Friday’s ruling was, at least in that sense, something of a surprise.
Justice Amy Coney Barrett, joined by Justice Brett M. Kavanaugh, filed a brief concurring opinion. She said the court should be wary of making momentous decisions “on a short fuse without benefit of full briefing and oral argument.”
The concurrence seemed to have a dual purpose: of indicating that the two justices were not signaling how they would vote if the question reached the court in a more deliberate fashion and of cautioning litigants against the overuse of what critics call the court’s “shadow docket.”
Maine has required health care workers to be vaccinated against various contagious diseases since 1989, and eliminated exemptions on religious or philosophical grounds under a state law enacted in 2019, before the coronavirus pandemic began. The state does exempt workers for whom the given vaccine would be “medically inadvisable” in the judgment of a health care professional.
The 2019 law was the subject of a referendum, with about 73 percent of the state’s voters approving it.

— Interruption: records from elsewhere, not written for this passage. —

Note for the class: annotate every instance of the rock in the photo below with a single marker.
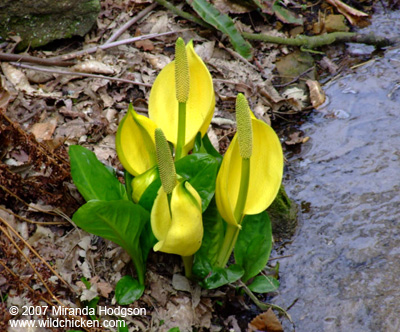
(283, 214)
(40, 22)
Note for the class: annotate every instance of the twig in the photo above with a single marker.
(83, 326)
(183, 14)
(237, 56)
(113, 44)
(34, 59)
(25, 203)
(35, 253)
(30, 263)
(312, 42)
(23, 282)
(76, 73)
(294, 79)
(132, 21)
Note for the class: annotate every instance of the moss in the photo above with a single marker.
(37, 27)
(283, 214)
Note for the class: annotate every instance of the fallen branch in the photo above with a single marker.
(34, 59)
(308, 42)
(311, 42)
(76, 73)
(113, 44)
(184, 14)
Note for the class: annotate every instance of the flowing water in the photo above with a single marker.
(344, 268)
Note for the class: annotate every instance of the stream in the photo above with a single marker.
(343, 269)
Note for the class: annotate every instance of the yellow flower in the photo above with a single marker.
(266, 169)
(177, 226)
(135, 142)
(141, 182)
(163, 103)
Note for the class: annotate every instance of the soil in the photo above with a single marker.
(44, 110)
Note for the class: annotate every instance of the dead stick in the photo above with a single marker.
(36, 253)
(183, 14)
(113, 44)
(29, 262)
(132, 21)
(312, 42)
(67, 72)
(33, 59)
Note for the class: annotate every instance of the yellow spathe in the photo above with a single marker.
(163, 105)
(178, 227)
(135, 142)
(266, 170)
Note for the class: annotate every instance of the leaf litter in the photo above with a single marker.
(43, 110)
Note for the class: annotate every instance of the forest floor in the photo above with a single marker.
(43, 110)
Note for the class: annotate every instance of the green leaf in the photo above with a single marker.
(201, 172)
(199, 169)
(92, 178)
(128, 290)
(120, 221)
(223, 23)
(128, 177)
(150, 195)
(264, 284)
(219, 276)
(204, 145)
(254, 244)
(212, 238)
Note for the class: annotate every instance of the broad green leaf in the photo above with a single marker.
(150, 195)
(212, 238)
(92, 178)
(220, 276)
(128, 290)
(223, 23)
(120, 221)
(264, 284)
(254, 244)
(201, 172)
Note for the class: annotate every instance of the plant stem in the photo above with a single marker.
(230, 238)
(243, 190)
(232, 231)
(188, 264)
(181, 131)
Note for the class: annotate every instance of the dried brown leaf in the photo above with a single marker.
(267, 321)
(44, 131)
(16, 77)
(317, 95)
(354, 16)
(296, 138)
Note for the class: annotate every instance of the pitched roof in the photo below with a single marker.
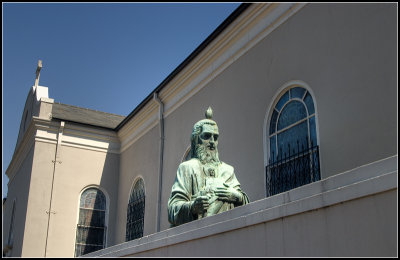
(191, 57)
(86, 116)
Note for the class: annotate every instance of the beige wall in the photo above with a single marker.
(80, 169)
(18, 191)
(349, 214)
(77, 168)
(344, 53)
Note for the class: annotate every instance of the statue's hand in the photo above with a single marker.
(228, 194)
(200, 205)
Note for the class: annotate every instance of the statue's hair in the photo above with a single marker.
(197, 129)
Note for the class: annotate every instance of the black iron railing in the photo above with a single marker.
(289, 171)
(135, 216)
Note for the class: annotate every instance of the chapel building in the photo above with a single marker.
(305, 98)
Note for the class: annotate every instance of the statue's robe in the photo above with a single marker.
(194, 179)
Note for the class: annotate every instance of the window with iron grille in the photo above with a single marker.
(91, 228)
(293, 151)
(135, 212)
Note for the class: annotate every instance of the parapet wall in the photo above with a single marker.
(349, 214)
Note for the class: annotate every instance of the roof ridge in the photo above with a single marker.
(89, 109)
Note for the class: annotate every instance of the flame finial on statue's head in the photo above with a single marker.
(209, 113)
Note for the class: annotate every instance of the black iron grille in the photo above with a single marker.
(135, 214)
(293, 170)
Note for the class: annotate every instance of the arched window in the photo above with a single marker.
(293, 157)
(135, 212)
(91, 229)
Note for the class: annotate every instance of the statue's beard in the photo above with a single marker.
(207, 156)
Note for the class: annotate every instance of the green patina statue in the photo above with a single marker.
(204, 185)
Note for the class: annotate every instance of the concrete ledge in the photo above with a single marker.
(374, 178)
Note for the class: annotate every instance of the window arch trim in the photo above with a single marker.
(268, 115)
(131, 234)
(106, 218)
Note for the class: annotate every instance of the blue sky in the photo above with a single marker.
(101, 56)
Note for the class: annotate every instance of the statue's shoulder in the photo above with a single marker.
(227, 167)
(190, 164)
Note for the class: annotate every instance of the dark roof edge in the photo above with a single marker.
(191, 57)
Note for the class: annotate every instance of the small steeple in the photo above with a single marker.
(39, 67)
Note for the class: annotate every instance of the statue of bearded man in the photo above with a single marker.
(204, 185)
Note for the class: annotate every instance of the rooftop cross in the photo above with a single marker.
(39, 67)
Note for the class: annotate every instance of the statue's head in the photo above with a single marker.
(204, 140)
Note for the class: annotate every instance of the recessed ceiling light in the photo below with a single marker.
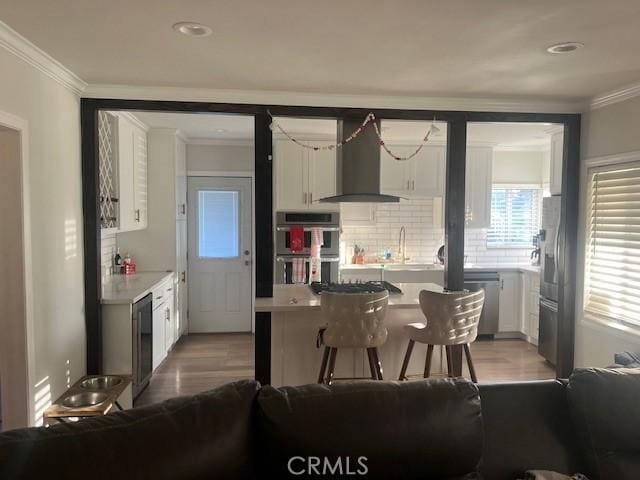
(192, 29)
(564, 47)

The state included a coronavirus vaccine among the required vaccinations in a regulation issued in August, setting a deadline of Oct. 29. Several health care workers sued, saying the requirement violated their constitutional right to the free exercise of religion.
Judge Jon D. Levy of the Federal District Court in Maine ruled against the plaintiffs.
“Both the serious risk of illness and death associated with the spread of the Covid-19 virus and the efforts by state and local governments to reduce that risk have burdened most aspects of modern life,” he wrote.
The plaintiffs’ “refusal to be vaccinated based on their religious beliefs has resulted or will result in real hardships as it relates to their jobs,” Judge Levy wrote. “They have not, however, been prevented from staying true to their professed religious beliefs which, they claim, compel them to refuse to be vaccinated against Covid-19.”
A unanimous three-judge panel of the U.S. Court of Appeals for the First Circuit, in Boston, affirmed Judge Levy’s ruling.
Judge Sandra L. Lynch, writing for the panel, said the regulation did not single out religion for disfavored treatment. In a 1990 decision, the Supreme Court ruled that neutral laws of general applicability that incidentally impose burdens on religion generally do not run afoul of the First Amendment’s protection of religious liberty. That decision, Employment Division v. Smith, has been the subject of harsh criticism by the more conservative members of the Supreme Court.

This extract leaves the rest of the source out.